Ter zitting is de vordering onder C. aangevuld met een bedrag van
USD 73.269.546,65 ter zake van geleverde maar niet betaalde brandstof, berekend tot en met december 2019.
3.4.
RdK voert verweer. Op de stellingen van partijen wordt hierna, voor zover van belang, nader ingegaan.

4.De beoordeling

in conventie en in (voorwaardelijke) reconventie
toepasselijk recht en bevoegdheid
4.1.
Tussen partijen is niet in geschil dat het recht van Curaçao op zowel de LA als op de USA van toepassing is.
4.2.
Isla c.s. stelt zich op het standpunt dat het gerecht onbevoegd is om kennis te nemen van de vorderingen van RdK, nu zowel (artikel 15.1 van) de LA als (artikel 17.1 van) de USA een forumkeuze voor arbitrage bevatten.

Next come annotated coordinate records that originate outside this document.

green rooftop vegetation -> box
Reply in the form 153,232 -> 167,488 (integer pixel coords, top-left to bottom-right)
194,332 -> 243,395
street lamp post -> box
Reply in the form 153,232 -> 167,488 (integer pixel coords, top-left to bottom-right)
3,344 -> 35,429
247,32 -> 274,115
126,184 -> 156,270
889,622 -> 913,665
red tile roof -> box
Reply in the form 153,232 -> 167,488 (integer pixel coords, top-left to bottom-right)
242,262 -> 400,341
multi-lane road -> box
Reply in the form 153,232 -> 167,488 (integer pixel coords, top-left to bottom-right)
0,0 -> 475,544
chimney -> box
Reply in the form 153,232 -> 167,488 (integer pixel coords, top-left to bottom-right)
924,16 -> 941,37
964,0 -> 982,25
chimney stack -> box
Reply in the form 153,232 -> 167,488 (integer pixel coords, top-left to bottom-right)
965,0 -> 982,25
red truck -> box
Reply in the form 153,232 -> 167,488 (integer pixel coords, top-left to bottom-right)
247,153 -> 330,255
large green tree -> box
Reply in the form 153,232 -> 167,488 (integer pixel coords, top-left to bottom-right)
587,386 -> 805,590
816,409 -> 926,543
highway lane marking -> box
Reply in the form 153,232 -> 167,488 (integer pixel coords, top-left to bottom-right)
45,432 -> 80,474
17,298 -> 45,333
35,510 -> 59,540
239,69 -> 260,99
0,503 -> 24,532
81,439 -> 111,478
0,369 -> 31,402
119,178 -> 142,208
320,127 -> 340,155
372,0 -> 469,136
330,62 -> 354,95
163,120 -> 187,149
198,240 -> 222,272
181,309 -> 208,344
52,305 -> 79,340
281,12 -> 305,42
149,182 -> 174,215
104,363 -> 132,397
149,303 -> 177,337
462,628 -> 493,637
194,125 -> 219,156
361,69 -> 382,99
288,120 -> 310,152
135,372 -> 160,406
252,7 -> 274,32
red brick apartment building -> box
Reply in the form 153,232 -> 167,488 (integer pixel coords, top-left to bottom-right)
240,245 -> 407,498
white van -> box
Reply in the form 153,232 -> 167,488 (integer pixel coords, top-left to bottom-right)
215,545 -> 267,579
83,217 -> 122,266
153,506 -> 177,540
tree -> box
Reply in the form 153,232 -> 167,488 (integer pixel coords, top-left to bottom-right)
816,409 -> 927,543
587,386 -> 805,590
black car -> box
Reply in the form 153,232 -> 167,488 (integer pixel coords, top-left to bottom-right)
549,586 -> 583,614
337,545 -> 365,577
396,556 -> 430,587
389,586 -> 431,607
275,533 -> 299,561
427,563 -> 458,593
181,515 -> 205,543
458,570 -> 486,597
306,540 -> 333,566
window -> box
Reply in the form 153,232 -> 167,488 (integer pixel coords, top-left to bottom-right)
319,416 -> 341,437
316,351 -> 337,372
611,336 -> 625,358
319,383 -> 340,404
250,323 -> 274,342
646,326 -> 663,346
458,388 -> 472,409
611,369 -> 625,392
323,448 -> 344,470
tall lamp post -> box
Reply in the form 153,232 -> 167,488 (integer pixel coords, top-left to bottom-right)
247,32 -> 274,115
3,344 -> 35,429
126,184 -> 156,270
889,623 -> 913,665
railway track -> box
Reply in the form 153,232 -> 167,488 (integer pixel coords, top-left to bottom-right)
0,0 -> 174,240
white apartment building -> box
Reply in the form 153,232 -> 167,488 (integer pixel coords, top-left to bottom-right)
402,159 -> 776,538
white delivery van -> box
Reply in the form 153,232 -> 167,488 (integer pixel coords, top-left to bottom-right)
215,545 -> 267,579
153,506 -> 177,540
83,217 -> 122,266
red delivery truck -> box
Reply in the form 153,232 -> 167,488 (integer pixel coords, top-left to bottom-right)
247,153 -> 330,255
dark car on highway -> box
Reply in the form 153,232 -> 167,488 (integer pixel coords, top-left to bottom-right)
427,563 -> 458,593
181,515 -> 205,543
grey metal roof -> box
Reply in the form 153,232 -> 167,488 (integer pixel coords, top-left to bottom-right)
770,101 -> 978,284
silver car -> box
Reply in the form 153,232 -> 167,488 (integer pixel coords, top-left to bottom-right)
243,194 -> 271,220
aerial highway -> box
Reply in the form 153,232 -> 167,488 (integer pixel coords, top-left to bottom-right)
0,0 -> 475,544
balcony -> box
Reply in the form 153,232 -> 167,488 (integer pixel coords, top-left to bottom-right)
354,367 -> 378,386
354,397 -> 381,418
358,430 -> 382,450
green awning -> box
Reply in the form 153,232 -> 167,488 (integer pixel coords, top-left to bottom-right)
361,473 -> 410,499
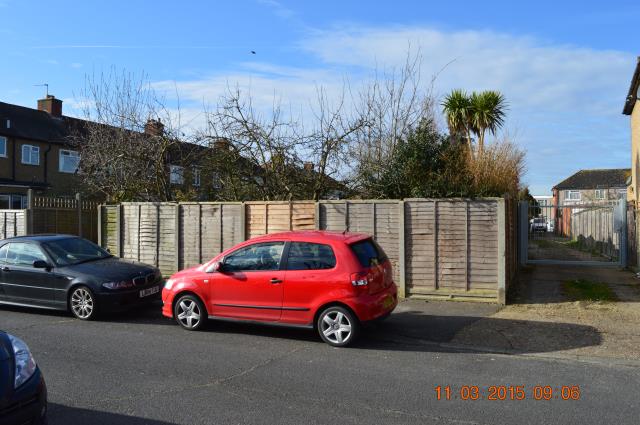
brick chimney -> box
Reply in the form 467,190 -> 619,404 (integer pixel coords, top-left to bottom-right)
38,94 -> 62,118
213,137 -> 231,151
144,119 -> 164,136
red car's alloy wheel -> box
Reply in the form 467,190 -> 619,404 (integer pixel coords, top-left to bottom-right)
318,306 -> 360,347
174,295 -> 206,331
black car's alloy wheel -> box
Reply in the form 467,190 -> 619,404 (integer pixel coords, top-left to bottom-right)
69,286 -> 96,320
173,295 -> 207,331
316,306 -> 360,347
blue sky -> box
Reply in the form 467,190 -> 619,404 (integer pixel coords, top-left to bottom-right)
0,0 -> 640,194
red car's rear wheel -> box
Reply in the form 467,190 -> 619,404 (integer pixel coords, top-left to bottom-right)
317,306 -> 360,347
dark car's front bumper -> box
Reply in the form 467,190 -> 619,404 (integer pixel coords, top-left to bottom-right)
0,369 -> 47,425
96,281 -> 164,312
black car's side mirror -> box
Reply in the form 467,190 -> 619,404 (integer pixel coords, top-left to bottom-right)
33,260 -> 51,269
207,261 -> 224,273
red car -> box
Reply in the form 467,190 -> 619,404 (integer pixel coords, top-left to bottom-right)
162,231 -> 398,347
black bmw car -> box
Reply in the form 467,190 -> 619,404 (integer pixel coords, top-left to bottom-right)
0,331 -> 47,425
0,235 -> 163,320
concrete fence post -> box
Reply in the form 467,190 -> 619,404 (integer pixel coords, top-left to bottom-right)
97,204 -> 104,248
76,193 -> 82,237
174,203 -> 180,272
518,201 -> 528,266
496,198 -> 507,305
239,202 -> 247,242
24,189 -> 34,235
398,201 -> 407,298
313,201 -> 320,230
115,204 -> 124,258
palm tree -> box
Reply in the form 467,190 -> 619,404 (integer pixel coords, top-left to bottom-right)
468,90 -> 508,156
442,89 -> 472,154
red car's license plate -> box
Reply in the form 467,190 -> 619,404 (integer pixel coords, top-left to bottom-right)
140,286 -> 160,298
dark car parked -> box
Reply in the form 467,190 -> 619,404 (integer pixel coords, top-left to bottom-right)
0,235 -> 163,320
0,331 -> 47,425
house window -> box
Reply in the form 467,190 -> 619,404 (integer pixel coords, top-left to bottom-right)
169,165 -> 184,184
213,171 -> 222,189
193,167 -> 200,187
22,145 -> 40,165
11,195 -> 27,210
0,195 -> 27,210
58,149 -> 80,174
565,190 -> 580,201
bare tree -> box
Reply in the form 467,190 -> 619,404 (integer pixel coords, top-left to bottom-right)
70,69 -> 191,202
205,88 -> 363,200
350,49 -> 436,197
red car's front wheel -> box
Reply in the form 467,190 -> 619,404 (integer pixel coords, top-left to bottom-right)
173,295 -> 207,331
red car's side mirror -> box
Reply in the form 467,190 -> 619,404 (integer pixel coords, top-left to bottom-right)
207,261 -> 222,273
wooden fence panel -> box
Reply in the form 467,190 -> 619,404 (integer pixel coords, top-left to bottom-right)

RdK stelt dat het gerecht in eerste aanleg wel bevoegd is, nu ook de mogelijkheid van een (kort geding) procedure in eerste aanleg is opgenomen in de beide overeenkomsten.
4.3.
In artikel 15.1 van de LA is opgenomen dat partijen de keuze hebben om een procedure te voeren bij een gerecht van (destijds) de Nederlandse Antillen of om te arbitreren. In artikel 15.2 is opgenomen dat in het geval beide partijen zich op het standpunt stellen dat zij een vordering hebben op de andere partij en zij het niet eens worden over het forum, arbitrage bij de New York office van de American Arbitration Association (AAA) het aangewezen forum is. In dit geval is echter sprake van een kort geding procedure waarbij pas na het indienen van het verzoekschrift door RdK door Isla c.s. een arbitrageprocedure aanhangig is gemaakt en tegenvorderingen zijn ingediend. In artikel 1020 Wetboek van Burgerlijke Rechtsvordering (Rv) is bepaald dat op een arbitrage de UNCITRAL Model Law on International Commercial Arbitration, hierna te noemen de Model Law, zoals laatstelijk vastgesteld door de United Nations Commission on International Trade Law, van toepassing is. In artikel 9 van de Model Law is opgenomen dat een partij zich voor het treffen van voorlopige voorzieningen kan wenden tot een gerecht. In artikel 17.1 van de USA is een forumkeuze voor arbitrage opgenomen bij de International Chamber of Commerce (ICC), maar in artikel 17.2 is de mogelijkheid opgenomen om een kort geding procedure te starten bij de voorzieningenrechter van (destijds) de Nederlandse Antillen. Dat er inhoudelijk redenen kunnen zijn om de vorderingen af te wijzen vanwege de complexiteit of het ontbreken van spoedeisendheid, zoals Isla c.s. stelt, doet daaraan niet af. PDVSA kan worden aangesproken op basis van artikel 7 van de Guaranty. Het gerecht is daarom bevoegd kennis te nemen van de vorderingen op basis van zowel de LA als de USA.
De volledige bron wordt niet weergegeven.